There was a couch on my best friend's porch when I was growing up; it was astoundingly long, with orange and ochre flowers on cream; bordering on chintz in its exuberance.  We would sleep there, on that couch, on hot nights.  

I do not know what became of the dark blue floral, but the bamboo moved with us to the house I spent most of my childhood in, and when my parents moved to a bigger, newer, closer to town place with horrible carpet, wallpaper, and generally soulless spaces (a downsizing of charm, even as it upsized radically in every other way), the old sofa was given to me, because the new house's rooms demanded new, larger things.*  

I had already been given an old couch, a kind of overly ornate carved oak thing from maybe 1910, that my Mom acquired in a lovely wine colored velvet, which she re-upholstered in carmine fabric with green and blue dashes running through it diagonally.  After 6 or 7 years of that davenport, I gave it to a friend of my Mom's, and I bought a walnut stained old thing circa 1960.  It came with gold-green fabric that cat claws snagged on sight.  I had it re-covered in boat vinyl; a warm gray fake ostrich.  It was an unusual kind of sectional: two identical halves; one with a right hand arm and the other with a left, two seats in each half.  I liked to put our fuchsia painted coffee table into the corner position.  Which is why, when I was given the bamboo couch, the only place it could go was the porch.  Which was fine, because all we had for porch furniture was some collapsing wicker chairs, and a wooden rocker whose seat was giving way.

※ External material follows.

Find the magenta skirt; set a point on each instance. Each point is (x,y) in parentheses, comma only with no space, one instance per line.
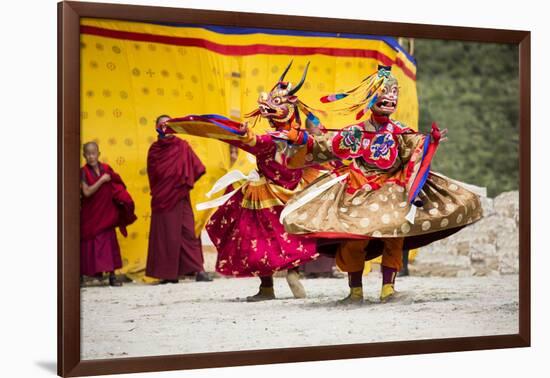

A handful of years ago, we put a respectable piece of 'outdoor furniture' on the porch where the outdoor couch had been; a beige sort of futon thing in sturdy fade-proof outdoor upholstery: if I didn't know it wasn't, I would call it a couch.  It is bland, and purpose made for being on porches, and the stray cat sits on it when we aren't looking.






 *I think maybe I still hate that big house for being so needy.